Monday, August 13, 2012

Meeting My Mother Again

Twenty or so years ago, I ran into my mother outside a small newsstand in downtown San Rafael.  It was a pleasant surprise, and we had a short, happy conversation then went our separate ways.  I think it’s that fond memory that brings me back to that particular place when I dream of meeting my mother again.
I’m not a superstitious or credulous sort of person – I know that who I see in that recurring dream is not actually my mother, or her spirit.  I know it’s all just a construct of my sleeping mind.  Nevertheless, my heart leaps each time when I see her, and for a short time we talk excitedly - as if our years apart had been some sort of mistake, now happily rectified.  Then inevitably, the key bit of reality fights its way in.  As I begin to tell my mother that she’s dead, she runs away before the “D” word has been spoken, seemingly fearful of some harm the cold truth could do her.  Afterward, I feel strangely guilty - as if I had blithely mentioned a friend’s divorce only to watch him break down in tears.
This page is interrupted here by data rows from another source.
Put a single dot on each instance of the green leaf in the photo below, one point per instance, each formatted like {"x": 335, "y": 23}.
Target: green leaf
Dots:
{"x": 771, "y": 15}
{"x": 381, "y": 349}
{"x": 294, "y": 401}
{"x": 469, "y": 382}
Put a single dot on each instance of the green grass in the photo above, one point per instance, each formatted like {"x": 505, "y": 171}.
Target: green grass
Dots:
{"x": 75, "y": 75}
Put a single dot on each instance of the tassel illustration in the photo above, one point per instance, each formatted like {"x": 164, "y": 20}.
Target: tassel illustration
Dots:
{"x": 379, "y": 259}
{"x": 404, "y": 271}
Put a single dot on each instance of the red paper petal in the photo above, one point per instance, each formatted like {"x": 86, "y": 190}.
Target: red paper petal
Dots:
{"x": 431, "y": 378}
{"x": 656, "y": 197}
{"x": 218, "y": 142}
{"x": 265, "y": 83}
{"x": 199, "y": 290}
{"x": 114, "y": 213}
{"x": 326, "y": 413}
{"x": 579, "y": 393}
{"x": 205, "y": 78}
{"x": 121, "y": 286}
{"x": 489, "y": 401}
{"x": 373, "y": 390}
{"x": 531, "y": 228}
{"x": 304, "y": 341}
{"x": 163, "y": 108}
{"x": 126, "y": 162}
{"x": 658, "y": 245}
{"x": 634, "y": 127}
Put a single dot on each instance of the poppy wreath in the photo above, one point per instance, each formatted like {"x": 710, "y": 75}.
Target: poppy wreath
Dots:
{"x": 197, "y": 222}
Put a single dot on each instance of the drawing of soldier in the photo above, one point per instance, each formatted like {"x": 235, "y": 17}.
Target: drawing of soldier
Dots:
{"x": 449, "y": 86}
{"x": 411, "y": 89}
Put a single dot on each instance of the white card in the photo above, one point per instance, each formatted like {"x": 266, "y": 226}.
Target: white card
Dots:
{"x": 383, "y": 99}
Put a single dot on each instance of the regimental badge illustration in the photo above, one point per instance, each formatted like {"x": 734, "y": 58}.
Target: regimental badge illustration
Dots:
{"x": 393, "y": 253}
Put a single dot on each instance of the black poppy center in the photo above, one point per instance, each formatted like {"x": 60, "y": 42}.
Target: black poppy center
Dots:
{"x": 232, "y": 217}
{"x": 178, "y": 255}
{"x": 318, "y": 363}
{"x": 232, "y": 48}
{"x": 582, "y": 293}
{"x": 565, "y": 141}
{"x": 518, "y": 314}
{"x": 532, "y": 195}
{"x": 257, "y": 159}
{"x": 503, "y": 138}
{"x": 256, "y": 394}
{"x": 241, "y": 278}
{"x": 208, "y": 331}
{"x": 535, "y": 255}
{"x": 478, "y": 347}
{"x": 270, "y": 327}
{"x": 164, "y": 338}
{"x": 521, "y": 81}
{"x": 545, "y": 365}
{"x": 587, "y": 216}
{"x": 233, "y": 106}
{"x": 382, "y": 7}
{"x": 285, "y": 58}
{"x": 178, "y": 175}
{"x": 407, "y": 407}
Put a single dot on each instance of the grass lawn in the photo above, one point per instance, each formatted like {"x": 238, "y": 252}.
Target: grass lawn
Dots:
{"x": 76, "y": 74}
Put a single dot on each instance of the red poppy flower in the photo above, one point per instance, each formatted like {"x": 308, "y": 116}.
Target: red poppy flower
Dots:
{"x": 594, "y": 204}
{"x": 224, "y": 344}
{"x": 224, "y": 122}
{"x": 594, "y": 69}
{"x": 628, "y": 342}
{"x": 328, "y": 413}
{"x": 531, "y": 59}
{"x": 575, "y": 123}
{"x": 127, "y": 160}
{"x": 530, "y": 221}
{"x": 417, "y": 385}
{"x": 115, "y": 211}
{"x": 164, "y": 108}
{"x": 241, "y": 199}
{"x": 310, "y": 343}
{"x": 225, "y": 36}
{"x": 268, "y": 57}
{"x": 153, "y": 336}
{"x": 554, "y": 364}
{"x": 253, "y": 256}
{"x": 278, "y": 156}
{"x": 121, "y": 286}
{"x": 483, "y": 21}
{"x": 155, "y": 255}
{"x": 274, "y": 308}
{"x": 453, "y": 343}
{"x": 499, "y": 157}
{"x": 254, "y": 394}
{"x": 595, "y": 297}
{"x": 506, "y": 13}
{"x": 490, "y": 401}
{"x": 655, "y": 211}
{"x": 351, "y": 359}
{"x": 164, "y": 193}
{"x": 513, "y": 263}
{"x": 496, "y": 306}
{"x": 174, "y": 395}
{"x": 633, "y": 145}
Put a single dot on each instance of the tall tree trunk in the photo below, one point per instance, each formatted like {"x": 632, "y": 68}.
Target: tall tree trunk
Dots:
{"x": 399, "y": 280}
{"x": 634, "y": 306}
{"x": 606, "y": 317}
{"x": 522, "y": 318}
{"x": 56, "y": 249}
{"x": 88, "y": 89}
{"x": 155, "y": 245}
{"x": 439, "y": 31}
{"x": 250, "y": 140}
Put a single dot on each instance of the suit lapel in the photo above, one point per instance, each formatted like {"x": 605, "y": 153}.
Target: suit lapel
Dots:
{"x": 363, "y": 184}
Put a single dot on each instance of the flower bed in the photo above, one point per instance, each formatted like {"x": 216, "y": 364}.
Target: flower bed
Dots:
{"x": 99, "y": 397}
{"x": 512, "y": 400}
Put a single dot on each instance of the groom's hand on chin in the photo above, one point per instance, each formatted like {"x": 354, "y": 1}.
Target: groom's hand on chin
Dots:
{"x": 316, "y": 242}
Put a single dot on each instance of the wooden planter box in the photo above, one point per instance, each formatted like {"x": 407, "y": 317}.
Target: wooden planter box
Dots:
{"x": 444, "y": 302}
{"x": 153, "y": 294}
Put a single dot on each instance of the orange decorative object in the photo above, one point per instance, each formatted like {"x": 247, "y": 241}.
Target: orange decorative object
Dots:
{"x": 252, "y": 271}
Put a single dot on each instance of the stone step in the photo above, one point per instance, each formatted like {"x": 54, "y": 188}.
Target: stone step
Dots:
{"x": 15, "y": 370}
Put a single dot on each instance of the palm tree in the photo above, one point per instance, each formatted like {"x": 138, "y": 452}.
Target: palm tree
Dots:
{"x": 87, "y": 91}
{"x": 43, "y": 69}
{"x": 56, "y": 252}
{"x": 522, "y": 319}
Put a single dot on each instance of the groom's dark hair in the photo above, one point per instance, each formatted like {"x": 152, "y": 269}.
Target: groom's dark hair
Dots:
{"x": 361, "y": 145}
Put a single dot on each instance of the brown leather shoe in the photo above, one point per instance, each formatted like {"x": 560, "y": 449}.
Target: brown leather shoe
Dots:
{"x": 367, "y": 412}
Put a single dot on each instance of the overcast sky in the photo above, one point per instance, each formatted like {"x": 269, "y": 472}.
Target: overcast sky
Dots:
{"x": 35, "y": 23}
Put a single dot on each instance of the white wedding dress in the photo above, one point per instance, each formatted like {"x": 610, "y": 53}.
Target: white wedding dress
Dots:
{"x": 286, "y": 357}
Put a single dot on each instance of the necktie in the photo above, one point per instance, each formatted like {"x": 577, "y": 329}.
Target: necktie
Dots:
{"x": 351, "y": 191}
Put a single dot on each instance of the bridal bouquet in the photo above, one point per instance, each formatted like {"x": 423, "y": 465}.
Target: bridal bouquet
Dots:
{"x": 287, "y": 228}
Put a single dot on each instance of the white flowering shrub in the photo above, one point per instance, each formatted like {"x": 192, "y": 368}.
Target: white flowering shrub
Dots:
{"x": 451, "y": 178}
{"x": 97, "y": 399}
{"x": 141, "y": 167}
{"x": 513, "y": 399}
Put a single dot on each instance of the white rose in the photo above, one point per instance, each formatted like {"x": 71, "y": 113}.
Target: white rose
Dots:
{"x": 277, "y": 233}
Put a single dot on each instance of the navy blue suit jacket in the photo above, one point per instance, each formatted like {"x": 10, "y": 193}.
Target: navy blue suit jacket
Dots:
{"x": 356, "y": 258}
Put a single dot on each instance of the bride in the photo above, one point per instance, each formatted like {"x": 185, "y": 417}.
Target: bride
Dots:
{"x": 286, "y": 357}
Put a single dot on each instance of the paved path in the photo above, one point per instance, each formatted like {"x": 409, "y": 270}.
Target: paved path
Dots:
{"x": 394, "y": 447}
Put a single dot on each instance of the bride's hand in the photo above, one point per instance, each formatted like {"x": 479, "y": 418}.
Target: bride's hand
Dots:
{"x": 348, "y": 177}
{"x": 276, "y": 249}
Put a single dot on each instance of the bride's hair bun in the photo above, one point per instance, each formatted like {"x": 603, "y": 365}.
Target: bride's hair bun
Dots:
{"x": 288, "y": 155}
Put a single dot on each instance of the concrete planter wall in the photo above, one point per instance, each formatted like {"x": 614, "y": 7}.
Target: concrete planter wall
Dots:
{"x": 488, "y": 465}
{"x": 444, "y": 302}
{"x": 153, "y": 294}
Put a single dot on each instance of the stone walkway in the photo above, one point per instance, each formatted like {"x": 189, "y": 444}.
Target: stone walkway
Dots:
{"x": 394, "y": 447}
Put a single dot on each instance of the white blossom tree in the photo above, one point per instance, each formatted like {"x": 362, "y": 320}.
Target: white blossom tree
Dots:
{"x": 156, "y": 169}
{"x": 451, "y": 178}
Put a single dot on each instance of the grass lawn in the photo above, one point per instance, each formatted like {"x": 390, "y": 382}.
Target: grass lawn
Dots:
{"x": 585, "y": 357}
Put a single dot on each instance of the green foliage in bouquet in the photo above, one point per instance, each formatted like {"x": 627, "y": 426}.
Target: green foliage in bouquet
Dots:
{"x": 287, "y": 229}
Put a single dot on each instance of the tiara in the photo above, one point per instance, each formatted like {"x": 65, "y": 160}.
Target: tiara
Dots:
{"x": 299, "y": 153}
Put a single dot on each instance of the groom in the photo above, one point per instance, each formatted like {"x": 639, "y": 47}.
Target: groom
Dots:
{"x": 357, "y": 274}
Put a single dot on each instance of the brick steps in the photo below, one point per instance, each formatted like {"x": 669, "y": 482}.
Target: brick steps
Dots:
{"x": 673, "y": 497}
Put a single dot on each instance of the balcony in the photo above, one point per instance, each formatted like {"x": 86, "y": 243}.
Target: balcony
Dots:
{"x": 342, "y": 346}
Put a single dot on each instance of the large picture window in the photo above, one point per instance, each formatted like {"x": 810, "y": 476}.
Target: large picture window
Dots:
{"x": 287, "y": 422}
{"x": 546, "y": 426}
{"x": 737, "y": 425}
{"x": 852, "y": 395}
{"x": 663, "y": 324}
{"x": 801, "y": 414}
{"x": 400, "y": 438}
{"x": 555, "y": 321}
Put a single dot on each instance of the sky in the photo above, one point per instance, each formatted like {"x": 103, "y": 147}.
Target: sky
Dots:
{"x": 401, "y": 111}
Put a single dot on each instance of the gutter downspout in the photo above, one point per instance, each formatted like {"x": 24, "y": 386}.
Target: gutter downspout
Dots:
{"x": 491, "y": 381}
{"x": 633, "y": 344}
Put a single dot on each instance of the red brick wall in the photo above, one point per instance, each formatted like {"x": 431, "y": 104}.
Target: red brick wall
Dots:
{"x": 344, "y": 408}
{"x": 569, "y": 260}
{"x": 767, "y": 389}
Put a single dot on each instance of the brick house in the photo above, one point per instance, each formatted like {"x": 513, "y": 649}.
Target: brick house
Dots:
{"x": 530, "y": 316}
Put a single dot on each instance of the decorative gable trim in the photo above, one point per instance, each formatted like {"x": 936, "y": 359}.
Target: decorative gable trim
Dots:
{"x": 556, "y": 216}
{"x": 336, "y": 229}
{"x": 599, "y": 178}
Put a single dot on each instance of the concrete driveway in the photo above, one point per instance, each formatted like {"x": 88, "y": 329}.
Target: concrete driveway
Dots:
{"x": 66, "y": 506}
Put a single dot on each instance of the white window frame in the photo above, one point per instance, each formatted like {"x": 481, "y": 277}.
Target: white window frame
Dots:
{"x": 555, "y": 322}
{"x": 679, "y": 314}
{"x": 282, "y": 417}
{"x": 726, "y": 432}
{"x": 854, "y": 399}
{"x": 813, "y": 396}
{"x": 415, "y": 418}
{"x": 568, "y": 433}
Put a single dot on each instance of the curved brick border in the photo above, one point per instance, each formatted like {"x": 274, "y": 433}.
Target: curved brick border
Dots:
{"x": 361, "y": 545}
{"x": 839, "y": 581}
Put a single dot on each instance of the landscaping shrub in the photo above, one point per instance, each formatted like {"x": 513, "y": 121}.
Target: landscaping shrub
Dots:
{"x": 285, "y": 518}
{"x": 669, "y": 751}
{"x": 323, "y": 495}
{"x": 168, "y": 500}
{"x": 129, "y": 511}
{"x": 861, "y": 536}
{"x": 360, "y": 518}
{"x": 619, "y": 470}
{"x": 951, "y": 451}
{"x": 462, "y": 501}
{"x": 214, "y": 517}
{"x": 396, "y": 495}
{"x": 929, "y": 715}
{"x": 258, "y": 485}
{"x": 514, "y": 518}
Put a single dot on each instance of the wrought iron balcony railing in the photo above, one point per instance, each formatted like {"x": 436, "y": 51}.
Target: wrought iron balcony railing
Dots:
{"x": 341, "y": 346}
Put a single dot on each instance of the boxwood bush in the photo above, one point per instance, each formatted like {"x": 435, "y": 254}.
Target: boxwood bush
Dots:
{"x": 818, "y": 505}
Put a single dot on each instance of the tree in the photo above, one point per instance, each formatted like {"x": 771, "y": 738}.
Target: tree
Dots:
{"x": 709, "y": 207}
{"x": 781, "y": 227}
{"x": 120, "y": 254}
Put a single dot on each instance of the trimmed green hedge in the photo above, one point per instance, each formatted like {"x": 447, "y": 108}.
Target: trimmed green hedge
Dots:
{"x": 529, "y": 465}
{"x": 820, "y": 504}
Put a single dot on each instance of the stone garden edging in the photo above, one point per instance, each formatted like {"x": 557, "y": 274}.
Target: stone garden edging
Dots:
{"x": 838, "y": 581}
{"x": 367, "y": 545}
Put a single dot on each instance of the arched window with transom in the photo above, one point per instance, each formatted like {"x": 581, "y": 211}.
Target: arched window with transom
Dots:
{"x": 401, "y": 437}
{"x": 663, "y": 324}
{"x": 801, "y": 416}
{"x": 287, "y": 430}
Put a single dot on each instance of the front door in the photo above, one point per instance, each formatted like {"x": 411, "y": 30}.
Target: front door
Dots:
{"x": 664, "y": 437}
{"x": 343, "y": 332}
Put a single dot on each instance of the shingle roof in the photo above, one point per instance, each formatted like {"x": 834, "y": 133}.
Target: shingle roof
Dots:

That dream is rare now, fifteen years after my mother’s death from cancer.  The desire behind the dream – to see my mother again, to tell her about her wonderful grandchildren – that doesn’t fade.  If only she could meet them once!  Just once!  To meet Joey, the boy I named after her beloved brother, in her honor.  To watch Tommy yell “Cannon-Ball!” as he jumps into the pool off a rock, grinning the way only a two-year-old can.  One kiss.  One hug.  One bedtime story.  One anything!
No. I sprinkled my mother’s ashes in Tomales Bay in 1997.  No kisses.  No hugs.  Wake up now, Anthony.
One is the number closest to zero, but zero and only zero is the number that my Mother and I get - I suppose I'm working that out, a dream at a time.